Bill Rose, Champaign, IL
The fireplace in Richard T. Kreh Sr.’s article Building an Efficient Fireplace
has a smoke shelf, but it also has an interior chimney. As I understand it, the smoke shelf helps to form the convective loop that carries smoke up the chimney. On an exterior chimney where only one side of the flue is facing indoors, the cool exterior side promotes convection. But how does a smoke shelf work when the fireplace and flue are inside and the flue walls all start out at the same temperature?
Richard T. Kreh Sr., an author and masonry consultant in Frederick, Maryland, replies:
The smoke shelf serves the same function of helping to create a convection loop inside the flue regardless of whether the chimney and fireplace are inside or outside the house. Cool outside air travels down the flue, strikes the smoke shelf, mixes with warm air from inside the room or firebox, and returns up the chimney, taking fireplace smoke with it.
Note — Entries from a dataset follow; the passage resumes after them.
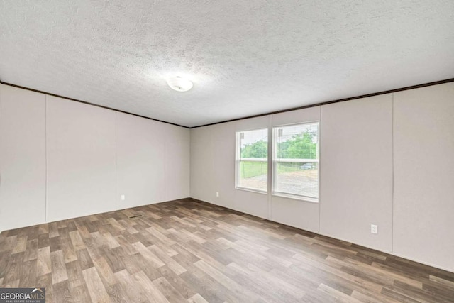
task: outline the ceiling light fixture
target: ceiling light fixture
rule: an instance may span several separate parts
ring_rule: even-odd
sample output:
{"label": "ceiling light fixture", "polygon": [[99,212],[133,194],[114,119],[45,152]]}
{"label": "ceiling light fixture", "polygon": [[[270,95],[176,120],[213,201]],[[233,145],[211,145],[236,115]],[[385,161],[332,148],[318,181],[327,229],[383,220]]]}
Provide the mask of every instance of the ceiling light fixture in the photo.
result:
{"label": "ceiling light fixture", "polygon": [[167,79],[167,84],[177,92],[187,92],[192,88],[192,82],[179,76]]}

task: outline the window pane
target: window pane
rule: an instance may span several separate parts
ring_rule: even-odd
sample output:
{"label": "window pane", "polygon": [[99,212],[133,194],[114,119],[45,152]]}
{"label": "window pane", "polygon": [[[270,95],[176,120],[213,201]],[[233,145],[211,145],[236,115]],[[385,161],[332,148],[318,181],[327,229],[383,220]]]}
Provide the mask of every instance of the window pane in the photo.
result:
{"label": "window pane", "polygon": [[318,199],[319,123],[275,128],[275,192]]}
{"label": "window pane", "polygon": [[266,192],[267,159],[267,129],[237,133],[236,186]]}

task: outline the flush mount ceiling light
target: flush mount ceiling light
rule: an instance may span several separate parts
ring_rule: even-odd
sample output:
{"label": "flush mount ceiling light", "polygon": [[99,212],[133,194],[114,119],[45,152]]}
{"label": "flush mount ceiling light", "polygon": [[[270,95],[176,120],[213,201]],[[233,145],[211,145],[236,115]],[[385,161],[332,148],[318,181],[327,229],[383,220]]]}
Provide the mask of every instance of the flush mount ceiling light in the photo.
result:
{"label": "flush mount ceiling light", "polygon": [[187,92],[192,88],[192,82],[179,76],[167,79],[167,84],[177,92]]}

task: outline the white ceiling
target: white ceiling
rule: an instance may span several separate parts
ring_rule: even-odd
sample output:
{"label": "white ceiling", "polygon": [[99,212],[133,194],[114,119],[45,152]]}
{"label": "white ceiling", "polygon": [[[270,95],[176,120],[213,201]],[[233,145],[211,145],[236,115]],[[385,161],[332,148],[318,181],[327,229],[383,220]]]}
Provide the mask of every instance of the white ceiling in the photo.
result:
{"label": "white ceiling", "polygon": [[453,0],[0,0],[0,80],[186,126],[453,77]]}

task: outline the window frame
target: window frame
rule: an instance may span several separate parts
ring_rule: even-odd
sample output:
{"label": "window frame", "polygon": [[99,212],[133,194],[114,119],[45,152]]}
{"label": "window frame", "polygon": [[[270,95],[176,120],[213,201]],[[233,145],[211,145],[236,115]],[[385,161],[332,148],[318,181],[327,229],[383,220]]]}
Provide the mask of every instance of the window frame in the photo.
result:
{"label": "window frame", "polygon": [[[270,170],[269,170],[269,164],[270,164],[270,152],[269,148],[267,148],[267,158],[241,158],[241,133],[246,133],[248,131],[267,131],[267,143],[269,146],[270,145],[270,128],[252,128],[247,129],[243,131],[235,131],[235,189],[239,190],[244,190],[246,192],[253,192],[259,194],[268,194],[269,189],[269,175],[270,175]],[[238,185],[238,181],[240,180],[240,166],[241,165],[241,161],[252,161],[252,162],[266,162],[267,166],[267,186],[266,189],[262,190],[256,188],[252,187],[245,187]]]}
{"label": "window frame", "polygon": [[[305,124],[314,124],[317,123],[317,150],[316,150],[316,159],[282,159],[280,160],[277,157],[277,143],[279,141],[279,128],[287,126],[295,126]],[[293,199],[299,201],[304,201],[308,202],[319,203],[320,199],[320,121],[308,121],[304,122],[297,122],[289,124],[282,124],[273,126],[272,128],[272,152],[271,152],[271,195],[275,197],[284,197],[287,199]],[[270,155],[268,155],[270,158]],[[316,163],[318,165],[318,174],[317,174],[317,187],[318,187],[318,197],[313,197],[309,196],[304,196],[297,194],[292,194],[288,192],[279,192],[276,190],[277,182],[277,163],[279,162],[301,162],[301,163]]]}

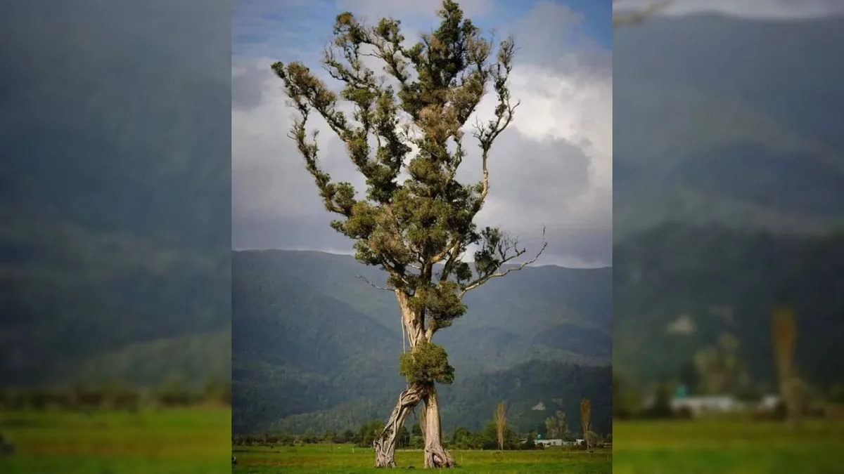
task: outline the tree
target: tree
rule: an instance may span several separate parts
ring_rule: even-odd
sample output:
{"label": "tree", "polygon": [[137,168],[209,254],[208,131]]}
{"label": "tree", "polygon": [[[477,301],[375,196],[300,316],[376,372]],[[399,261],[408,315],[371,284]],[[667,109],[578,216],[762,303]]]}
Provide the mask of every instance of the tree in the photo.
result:
{"label": "tree", "polygon": [[569,430],[565,423],[565,413],[557,412],[555,416],[545,418],[545,430],[549,439],[560,439]]}
{"label": "tree", "polygon": [[[501,229],[474,223],[490,192],[490,151],[518,105],[508,88],[513,40],[495,46],[453,1],[443,2],[438,15],[439,28],[408,47],[398,20],[367,26],[350,13],[338,15],[322,63],[343,84],[339,94],[301,62],[272,66],[297,112],[289,137],[326,209],[338,216],[331,226],[355,241],[358,261],[387,272],[386,285],[369,283],[393,292],[398,304],[409,346],[400,363],[408,388],[373,443],[378,467],[395,466],[398,427],[419,402],[425,467],[454,466],[442,445],[436,386],[452,383],[454,369],[433,337],[466,312],[468,292],[536,261],[545,248],[512,265],[526,249]],[[371,60],[383,63],[386,77],[367,65]],[[490,84],[495,116],[479,121],[473,134],[480,180],[461,183],[455,176],[467,155],[464,127]],[[341,110],[341,102],[353,112]],[[309,136],[306,128],[315,112],[345,143],[365,180],[363,195],[320,166],[316,132]],[[473,265],[464,258],[471,248],[477,249]]]}
{"label": "tree", "polygon": [[504,411],[504,402],[501,401],[495,407],[495,412],[492,415],[492,421],[495,423],[495,435],[498,439],[498,449],[504,450],[504,435],[507,431],[507,415]]}
{"label": "tree", "polygon": [[581,400],[581,428],[583,429],[583,442],[586,443],[586,450],[589,450],[589,430],[592,428],[592,404],[588,398]]}
{"label": "tree", "polygon": [[772,339],[774,362],[779,375],[780,396],[786,407],[786,418],[789,423],[797,421],[795,400],[794,341],[797,326],[794,314],[790,309],[781,308],[774,312]]}

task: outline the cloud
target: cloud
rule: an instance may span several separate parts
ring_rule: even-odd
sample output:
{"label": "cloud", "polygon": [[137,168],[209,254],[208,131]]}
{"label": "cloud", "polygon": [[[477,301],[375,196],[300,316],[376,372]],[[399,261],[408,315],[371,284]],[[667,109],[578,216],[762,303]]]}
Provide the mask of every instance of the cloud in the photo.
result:
{"label": "cloud", "polygon": [[[468,13],[484,14],[485,21],[499,19],[495,9],[484,10],[484,0],[461,4]],[[416,30],[434,24],[431,3],[382,5],[340,2],[335,11],[348,7],[370,19],[394,15],[403,25],[418,25],[408,26]],[[520,48],[511,93],[521,105],[490,154],[490,194],[479,224],[500,225],[518,235],[528,250],[538,248],[544,225],[549,247],[540,263],[595,267],[612,258],[612,52],[572,33],[581,21],[578,12],[539,2],[522,18],[497,23],[502,34],[514,34]],[[606,22],[609,30],[609,17]],[[330,33],[328,25],[320,29]],[[304,57],[300,52],[291,45],[274,54],[299,59]],[[306,60],[311,64],[316,57]],[[323,210],[301,157],[286,137],[292,111],[285,105],[281,81],[269,71],[273,61],[233,58],[233,245],[343,252],[351,243],[328,227],[333,216]],[[485,98],[478,118],[490,116],[494,106],[495,97]],[[338,180],[361,184],[339,140],[324,123],[310,125],[321,129],[326,170]],[[479,153],[471,137],[466,148],[469,155],[458,177],[479,180]]]}
{"label": "cloud", "polygon": [[[654,0],[624,0],[614,7],[617,10],[638,9]],[[804,19],[844,14],[840,0],[676,0],[659,14],[687,15],[718,13],[729,16],[760,19]]]}

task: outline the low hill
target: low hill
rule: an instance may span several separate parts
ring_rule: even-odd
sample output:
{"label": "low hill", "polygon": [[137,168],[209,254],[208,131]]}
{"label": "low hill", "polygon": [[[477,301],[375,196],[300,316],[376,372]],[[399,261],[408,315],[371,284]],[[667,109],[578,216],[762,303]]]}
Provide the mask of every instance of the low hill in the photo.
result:
{"label": "low hill", "polygon": [[[382,283],[380,270],[309,251],[235,251],[232,262],[235,432],[303,431],[311,422],[344,429],[388,413],[404,387],[395,297],[356,277]],[[571,405],[575,392],[609,387],[611,281],[610,268],[528,267],[470,294],[468,313],[436,337],[457,370],[444,404],[453,397],[452,407],[463,400],[483,411],[501,398],[522,410],[544,398]],[[572,370],[589,375],[566,386],[581,376]],[[463,412],[468,417],[457,419],[467,425],[488,417]]]}

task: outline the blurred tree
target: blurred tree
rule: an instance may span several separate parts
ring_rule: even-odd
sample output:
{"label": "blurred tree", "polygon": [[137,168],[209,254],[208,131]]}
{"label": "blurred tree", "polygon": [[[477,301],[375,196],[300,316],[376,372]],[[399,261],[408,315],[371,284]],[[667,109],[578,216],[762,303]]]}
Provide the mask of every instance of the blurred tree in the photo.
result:
{"label": "blurred tree", "polygon": [[780,396],[785,403],[786,419],[793,425],[797,423],[798,416],[795,400],[798,384],[793,368],[794,341],[797,336],[794,313],[790,308],[780,308],[774,311],[772,323],[774,362],[779,375]]}

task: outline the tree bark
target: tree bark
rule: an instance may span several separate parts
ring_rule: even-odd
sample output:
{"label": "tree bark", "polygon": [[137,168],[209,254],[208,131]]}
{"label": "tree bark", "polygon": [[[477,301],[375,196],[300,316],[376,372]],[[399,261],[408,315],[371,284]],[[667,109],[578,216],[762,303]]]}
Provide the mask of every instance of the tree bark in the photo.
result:
{"label": "tree bark", "polygon": [[[402,323],[407,332],[410,350],[422,341],[430,342],[431,332],[425,331],[420,315],[410,308],[410,297],[401,289],[396,290],[396,299],[402,312]],[[436,386],[433,382],[414,383],[398,396],[398,401],[384,425],[381,435],[372,443],[376,467],[396,467],[396,443],[398,428],[404,424],[408,414],[419,401],[425,401],[425,410],[419,417],[419,428],[425,439],[425,466],[426,468],[453,467],[454,460],[442,447],[442,430],[440,423],[440,406]]]}
{"label": "tree bark", "polygon": [[414,407],[419,404],[425,392],[425,387],[414,384],[398,396],[398,402],[392,409],[389,419],[384,425],[381,435],[372,443],[375,450],[376,467],[396,467],[396,442],[398,428],[404,425],[404,420]]}
{"label": "tree bark", "polygon": [[425,469],[454,467],[457,463],[442,446],[442,429],[440,423],[440,403],[434,384],[428,386],[422,400],[425,401],[425,413],[420,420],[422,434],[425,436]]}

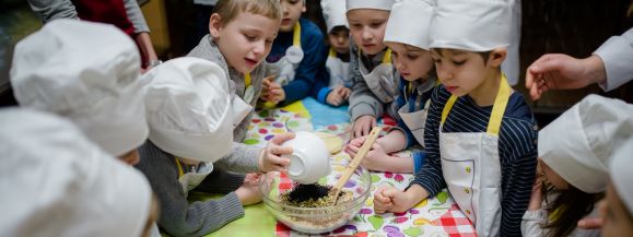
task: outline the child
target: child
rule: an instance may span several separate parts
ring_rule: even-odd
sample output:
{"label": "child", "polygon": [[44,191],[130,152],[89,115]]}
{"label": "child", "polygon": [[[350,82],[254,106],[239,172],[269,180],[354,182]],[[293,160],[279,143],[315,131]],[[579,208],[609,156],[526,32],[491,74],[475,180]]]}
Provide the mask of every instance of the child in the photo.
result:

It would seem reasonable that the cool outside wall of a flue built on an exterior wall of a house would have a stronger convection loop and therefore a stronger draft. However, having built many fireplaces and chimneys both inside the house as well as outside, I’ve never observed any real difference in draft between the two chimney configurations.
I checked with the Brick Institute of America (703-620-0010) to see if any research had ever been done comparing fireplaces with and without smoke shelves or interior vs. exterior fireplaces and chimneys. Their engineering department told me that to their knowledge, no such research had ever been done.
One factor that does affect the amount of draft is the difference between the temperatures inside and outside the house: the greater the difference, the stronger the draft. In other words, the draft will be stronger on a winter day when it’s cold outside and warm inside than on a day when the temperatures inside and out are nearly the same, such as in late spring. Another factor that influences the amount of draft is the source of air for combustion. In older houses that aren’t airtight, sufficient air is sucked from cracks around windows or doors to maintain combustion. But with tighter houses, a vent must be built into the firebox to supply outside air to the fire.